The study was carried out in southwest of Horqin Sandy Land (42°55′ N, 120°42′ E; 360 m elevation), Inner Mongolia, Northern China. The climate is a continental semiarid, with a warm summer and a very cold winter. The mean annual temperature is around 7.5°C, and the mean annual precipitation is 325.14 mm (data from the year 1991 to 2011 in Naiman Desertification Research Station), with 75% of the total in the growing season of the months of June to September. Sandy grasslands in this area are covered with native grasses, forbs and shrubs. The annual forb, Agriophyllum squarrosum, as a sand pioneer plant, is a dominant species on MDs (vegetation cover is less than 10%). SFDs (10–60%) were dominated by Artemisia halodendron shrub. FDs (>60%) were dominated by annual forb, Artemisia scoparia and perennial grass, Cleistogenes squarrosa. Grasslands (>60%) were dominated by annual forb, A. scoparia and perennial grasses, Phragmites communis and Pennisetum centrasiaticum.
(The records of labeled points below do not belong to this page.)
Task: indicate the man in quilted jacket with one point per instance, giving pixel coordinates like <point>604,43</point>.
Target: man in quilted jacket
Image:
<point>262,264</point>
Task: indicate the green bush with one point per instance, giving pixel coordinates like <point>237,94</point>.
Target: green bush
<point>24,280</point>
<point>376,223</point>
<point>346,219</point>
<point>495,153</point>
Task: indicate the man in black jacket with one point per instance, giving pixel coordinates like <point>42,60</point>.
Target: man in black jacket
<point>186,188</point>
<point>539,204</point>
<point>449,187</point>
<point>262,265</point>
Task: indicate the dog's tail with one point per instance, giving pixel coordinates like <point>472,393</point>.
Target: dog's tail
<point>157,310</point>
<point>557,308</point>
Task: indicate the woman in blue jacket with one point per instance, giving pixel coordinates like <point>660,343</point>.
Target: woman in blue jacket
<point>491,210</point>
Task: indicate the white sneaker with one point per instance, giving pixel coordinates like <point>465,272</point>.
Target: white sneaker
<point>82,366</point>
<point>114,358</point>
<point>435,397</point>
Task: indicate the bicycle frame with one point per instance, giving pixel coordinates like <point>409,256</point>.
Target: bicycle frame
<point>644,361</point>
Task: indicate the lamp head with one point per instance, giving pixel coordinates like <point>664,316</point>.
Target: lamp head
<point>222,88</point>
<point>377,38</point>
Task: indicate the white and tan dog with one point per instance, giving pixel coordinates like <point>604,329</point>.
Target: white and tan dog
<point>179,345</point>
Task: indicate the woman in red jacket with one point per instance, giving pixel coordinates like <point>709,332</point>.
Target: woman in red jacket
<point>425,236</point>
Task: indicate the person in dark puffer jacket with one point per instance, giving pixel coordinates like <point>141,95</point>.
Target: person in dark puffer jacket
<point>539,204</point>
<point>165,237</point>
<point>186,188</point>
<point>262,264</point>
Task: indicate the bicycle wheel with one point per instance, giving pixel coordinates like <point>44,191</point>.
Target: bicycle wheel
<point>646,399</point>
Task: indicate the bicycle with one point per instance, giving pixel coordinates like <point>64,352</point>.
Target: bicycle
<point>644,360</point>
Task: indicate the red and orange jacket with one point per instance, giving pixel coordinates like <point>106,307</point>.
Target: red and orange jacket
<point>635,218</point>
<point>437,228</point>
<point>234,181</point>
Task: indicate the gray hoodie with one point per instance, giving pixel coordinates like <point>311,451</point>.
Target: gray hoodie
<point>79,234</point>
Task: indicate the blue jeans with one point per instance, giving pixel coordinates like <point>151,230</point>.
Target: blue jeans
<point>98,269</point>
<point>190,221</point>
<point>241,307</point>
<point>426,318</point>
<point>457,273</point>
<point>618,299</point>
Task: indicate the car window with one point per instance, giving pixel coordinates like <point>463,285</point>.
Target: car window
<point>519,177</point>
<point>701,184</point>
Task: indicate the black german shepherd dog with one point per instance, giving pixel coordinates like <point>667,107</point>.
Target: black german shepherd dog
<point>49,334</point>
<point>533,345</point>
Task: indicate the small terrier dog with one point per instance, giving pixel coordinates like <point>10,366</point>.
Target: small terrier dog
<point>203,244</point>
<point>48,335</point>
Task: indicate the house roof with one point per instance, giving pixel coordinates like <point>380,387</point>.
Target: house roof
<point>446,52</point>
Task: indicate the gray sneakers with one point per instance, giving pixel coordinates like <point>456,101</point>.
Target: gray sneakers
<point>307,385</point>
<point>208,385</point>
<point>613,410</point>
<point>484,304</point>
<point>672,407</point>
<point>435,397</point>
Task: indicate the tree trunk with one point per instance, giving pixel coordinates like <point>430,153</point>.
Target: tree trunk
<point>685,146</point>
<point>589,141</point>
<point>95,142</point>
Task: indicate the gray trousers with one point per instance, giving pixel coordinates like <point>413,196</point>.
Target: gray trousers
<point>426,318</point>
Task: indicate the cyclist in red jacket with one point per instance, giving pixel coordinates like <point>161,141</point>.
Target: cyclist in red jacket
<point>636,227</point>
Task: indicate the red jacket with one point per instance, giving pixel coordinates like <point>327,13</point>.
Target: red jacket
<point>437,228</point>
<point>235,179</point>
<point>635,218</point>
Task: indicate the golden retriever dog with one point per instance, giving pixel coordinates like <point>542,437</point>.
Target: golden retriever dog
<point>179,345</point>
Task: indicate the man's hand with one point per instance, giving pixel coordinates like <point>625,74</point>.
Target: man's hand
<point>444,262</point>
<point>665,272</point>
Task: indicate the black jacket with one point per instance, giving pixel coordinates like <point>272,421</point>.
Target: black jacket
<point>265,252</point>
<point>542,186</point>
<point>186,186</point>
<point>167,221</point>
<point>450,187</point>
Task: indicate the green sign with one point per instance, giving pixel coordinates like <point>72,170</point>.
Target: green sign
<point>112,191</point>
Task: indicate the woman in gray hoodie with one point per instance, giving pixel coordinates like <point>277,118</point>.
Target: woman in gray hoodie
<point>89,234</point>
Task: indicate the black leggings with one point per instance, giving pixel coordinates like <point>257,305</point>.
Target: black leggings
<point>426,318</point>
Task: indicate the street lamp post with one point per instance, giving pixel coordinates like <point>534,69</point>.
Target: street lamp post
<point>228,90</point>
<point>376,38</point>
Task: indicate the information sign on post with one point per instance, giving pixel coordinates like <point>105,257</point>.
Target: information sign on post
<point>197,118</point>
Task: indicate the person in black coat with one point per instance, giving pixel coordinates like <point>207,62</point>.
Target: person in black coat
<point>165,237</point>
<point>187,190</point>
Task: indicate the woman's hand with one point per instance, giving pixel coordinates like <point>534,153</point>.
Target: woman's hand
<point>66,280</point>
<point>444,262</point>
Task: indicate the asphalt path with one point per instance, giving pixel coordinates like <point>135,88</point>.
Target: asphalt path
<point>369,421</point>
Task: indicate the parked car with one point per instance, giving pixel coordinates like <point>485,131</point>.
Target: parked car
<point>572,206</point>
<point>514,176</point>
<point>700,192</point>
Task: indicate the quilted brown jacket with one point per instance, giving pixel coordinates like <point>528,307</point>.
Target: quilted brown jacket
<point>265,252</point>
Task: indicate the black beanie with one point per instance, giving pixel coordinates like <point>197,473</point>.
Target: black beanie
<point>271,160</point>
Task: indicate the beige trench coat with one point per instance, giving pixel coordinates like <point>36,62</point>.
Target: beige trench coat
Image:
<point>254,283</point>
Within the study area, we selected 24 sites from four typical habitats (six replicate sites per habitat) along a restoration gradient of sandy grassland, including MD, SFD, FD, and grassland (G). Study sites were the same as those used in our previous work (Zuo et al., 2015). SFD and FDs were derived from MDs by fencing for grazing exclusion approximately from 1995 and 1980, respectively. Grasslands were excluded from grazing by fencing in 1996. At each site, we established a 20 m × 20 m plot (replicate) in an area with flat topography (slope < 5°). Then we set up five 1 m × 1 m quadrats at the four corners and at the center in each plot to carry out vegetation survey, plant traits, and soil sampling. A description of the vegetation characteristics and soil properties in different habitat types is shown in Supplementary Table S1.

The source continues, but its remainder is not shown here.